I apologize if anyone has recently asked/answered this question. I have a computer that is running Windows 2000 Professional (Service Pack 3). It is set up on our network identical to another system that is working.
When installing Wildfire 2.0 (M060), I get to the point where I type in the host name for the server. I accept the default of 7788 (like I normally do) and when I hit OK - I get the following error:
"Warning: No FLEXlm licenses were detected at the specified location. Please verify that a FLEXlm server process is running on the specified host(s). Also verify that server port numbers were specified correctly. Select OK to continue, or Cancel to change your input."
From a CMD window, I can ping the server by its host name. I even tried running the install using the IP address instead of host name and got the same problem. My TCP/IP settings are identical to one system that is working.

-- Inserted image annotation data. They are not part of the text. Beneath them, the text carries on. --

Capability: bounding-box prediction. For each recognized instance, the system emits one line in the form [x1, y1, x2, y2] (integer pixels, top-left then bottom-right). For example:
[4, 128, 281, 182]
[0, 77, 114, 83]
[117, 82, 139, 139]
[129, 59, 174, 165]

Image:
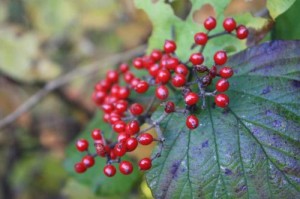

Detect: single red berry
[129, 103, 144, 116]
[119, 63, 129, 73]
[236, 25, 249, 39]
[81, 155, 95, 168]
[185, 115, 199, 129]
[150, 49, 162, 61]
[184, 92, 199, 106]
[214, 50, 227, 65]
[220, 66, 233, 79]
[103, 164, 116, 177]
[132, 57, 144, 69]
[165, 101, 175, 113]
[139, 133, 153, 145]
[223, 18, 236, 32]
[125, 137, 138, 152]
[175, 64, 189, 76]
[194, 32, 208, 45]
[164, 40, 177, 53]
[215, 93, 229, 108]
[76, 139, 89, 152]
[190, 53, 204, 65]
[203, 17, 217, 30]
[114, 142, 127, 157]
[155, 69, 171, 84]
[172, 74, 186, 87]
[155, 85, 169, 100]
[74, 162, 86, 173]
[106, 70, 119, 83]
[126, 120, 140, 135]
[134, 80, 149, 93]
[113, 120, 126, 133]
[91, 129, 102, 140]
[216, 78, 229, 92]
[139, 158, 152, 171]
[119, 160, 133, 175]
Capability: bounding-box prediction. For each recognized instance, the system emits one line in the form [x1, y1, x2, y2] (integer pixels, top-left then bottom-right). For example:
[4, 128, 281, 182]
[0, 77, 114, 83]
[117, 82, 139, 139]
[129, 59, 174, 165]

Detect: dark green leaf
[146, 41, 300, 199]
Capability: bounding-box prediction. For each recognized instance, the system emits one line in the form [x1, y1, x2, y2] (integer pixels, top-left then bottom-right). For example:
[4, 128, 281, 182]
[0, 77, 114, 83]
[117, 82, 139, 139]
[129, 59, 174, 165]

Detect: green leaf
[267, 0, 296, 19]
[65, 111, 140, 195]
[146, 41, 300, 199]
[135, 0, 266, 66]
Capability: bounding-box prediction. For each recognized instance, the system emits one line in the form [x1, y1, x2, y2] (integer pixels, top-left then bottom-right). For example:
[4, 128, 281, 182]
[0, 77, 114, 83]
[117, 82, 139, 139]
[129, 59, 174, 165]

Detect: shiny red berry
[74, 162, 86, 173]
[184, 92, 199, 106]
[216, 78, 229, 92]
[214, 50, 227, 65]
[194, 32, 208, 45]
[138, 133, 153, 145]
[203, 17, 217, 30]
[164, 40, 177, 53]
[223, 18, 236, 32]
[190, 53, 204, 65]
[155, 85, 169, 100]
[185, 115, 199, 129]
[215, 93, 229, 108]
[236, 25, 249, 39]
[139, 158, 152, 171]
[76, 139, 89, 152]
[134, 80, 149, 93]
[129, 103, 144, 116]
[220, 66, 233, 79]
[119, 160, 133, 175]
[103, 164, 116, 177]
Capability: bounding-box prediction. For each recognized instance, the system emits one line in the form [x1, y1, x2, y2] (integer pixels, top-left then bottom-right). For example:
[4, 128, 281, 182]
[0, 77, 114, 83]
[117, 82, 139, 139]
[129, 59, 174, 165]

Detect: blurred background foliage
[0, 0, 300, 199]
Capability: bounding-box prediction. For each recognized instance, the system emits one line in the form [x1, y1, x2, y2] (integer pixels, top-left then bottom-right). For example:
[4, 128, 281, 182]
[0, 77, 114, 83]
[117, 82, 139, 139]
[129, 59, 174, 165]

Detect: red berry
[165, 101, 175, 113]
[156, 69, 171, 84]
[155, 85, 169, 100]
[103, 164, 116, 177]
[74, 162, 86, 173]
[184, 92, 199, 106]
[113, 120, 126, 133]
[236, 25, 249, 39]
[139, 158, 152, 171]
[119, 160, 133, 175]
[185, 115, 199, 129]
[216, 78, 229, 92]
[76, 139, 89, 152]
[133, 57, 144, 69]
[194, 32, 208, 45]
[175, 64, 189, 76]
[150, 49, 162, 61]
[214, 50, 227, 65]
[129, 103, 144, 116]
[134, 80, 149, 93]
[164, 40, 176, 53]
[215, 93, 229, 108]
[126, 137, 138, 152]
[114, 142, 127, 157]
[172, 74, 186, 87]
[223, 18, 236, 32]
[119, 63, 129, 73]
[81, 155, 95, 168]
[91, 129, 102, 140]
[190, 53, 204, 65]
[139, 133, 153, 145]
[220, 66, 233, 79]
[126, 120, 140, 135]
[106, 70, 119, 83]
[203, 17, 217, 30]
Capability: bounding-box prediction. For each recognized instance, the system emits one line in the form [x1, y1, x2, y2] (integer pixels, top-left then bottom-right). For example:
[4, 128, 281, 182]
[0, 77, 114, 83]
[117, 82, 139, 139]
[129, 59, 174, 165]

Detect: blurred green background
[0, 0, 300, 199]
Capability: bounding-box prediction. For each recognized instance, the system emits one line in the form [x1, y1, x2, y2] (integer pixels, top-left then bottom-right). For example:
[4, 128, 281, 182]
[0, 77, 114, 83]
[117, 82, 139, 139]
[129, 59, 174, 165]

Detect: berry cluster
[75, 17, 248, 177]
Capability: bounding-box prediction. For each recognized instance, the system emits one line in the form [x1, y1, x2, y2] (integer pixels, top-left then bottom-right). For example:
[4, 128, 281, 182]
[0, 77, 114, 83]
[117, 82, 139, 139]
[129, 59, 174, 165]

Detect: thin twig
[0, 45, 145, 129]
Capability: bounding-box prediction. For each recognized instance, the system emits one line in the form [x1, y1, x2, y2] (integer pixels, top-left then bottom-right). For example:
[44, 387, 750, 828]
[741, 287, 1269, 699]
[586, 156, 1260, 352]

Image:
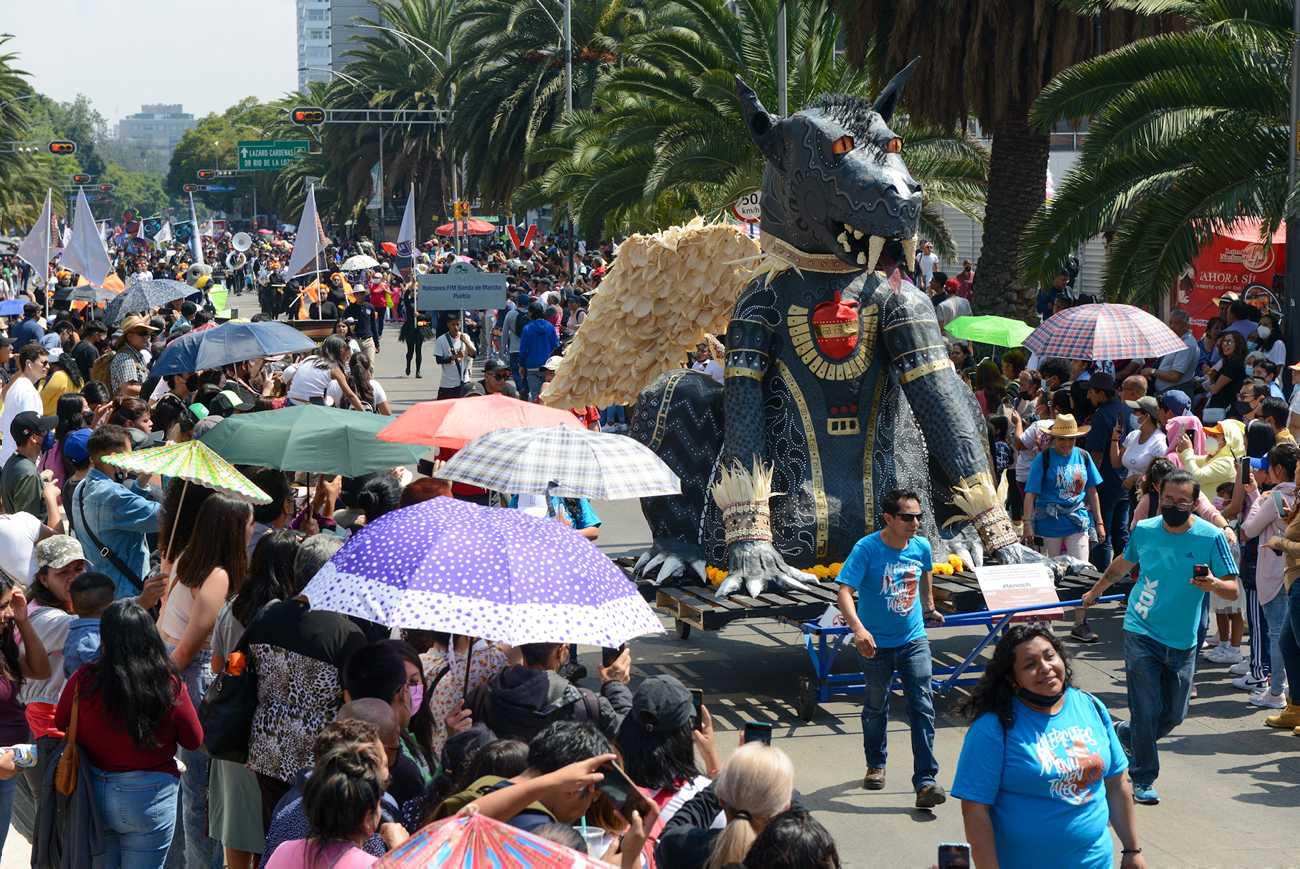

I ran the install on this other identical system, and it worked fine.
Our license server is not running the "Borrow" license file - only the standard. I have also verified with PTC that the version of flexlm is up to date to run Wildfire 2.0.
PTC Tech support gave me the following possible problems:
1. May have spyware on my system (known problem for 2001 and Wildfire 1.0 - but supposedly no problems associated with 2.0 according to PTC). Installed Spybot and Adaware, and cleaned off any detected spyware. Still having problem.
2. May have a firewall installed. I know that our company has a firewall for the outside, but internally, we only run McAfee clients that detect e-mails or downloaded files, etc. Running 2000, I don't think there is a personal firewall option, and I was unable to detect any firewall options within the current McAfee version I am running. Again, our other identical computers do not have this problem, and they run McAfee just like this one.
I even disabled McAfee and it still didn't work. I am at a loss - and it looks as if re-imaging this computer is the only other option. Any suggestions other than re-imaging would be very helpful.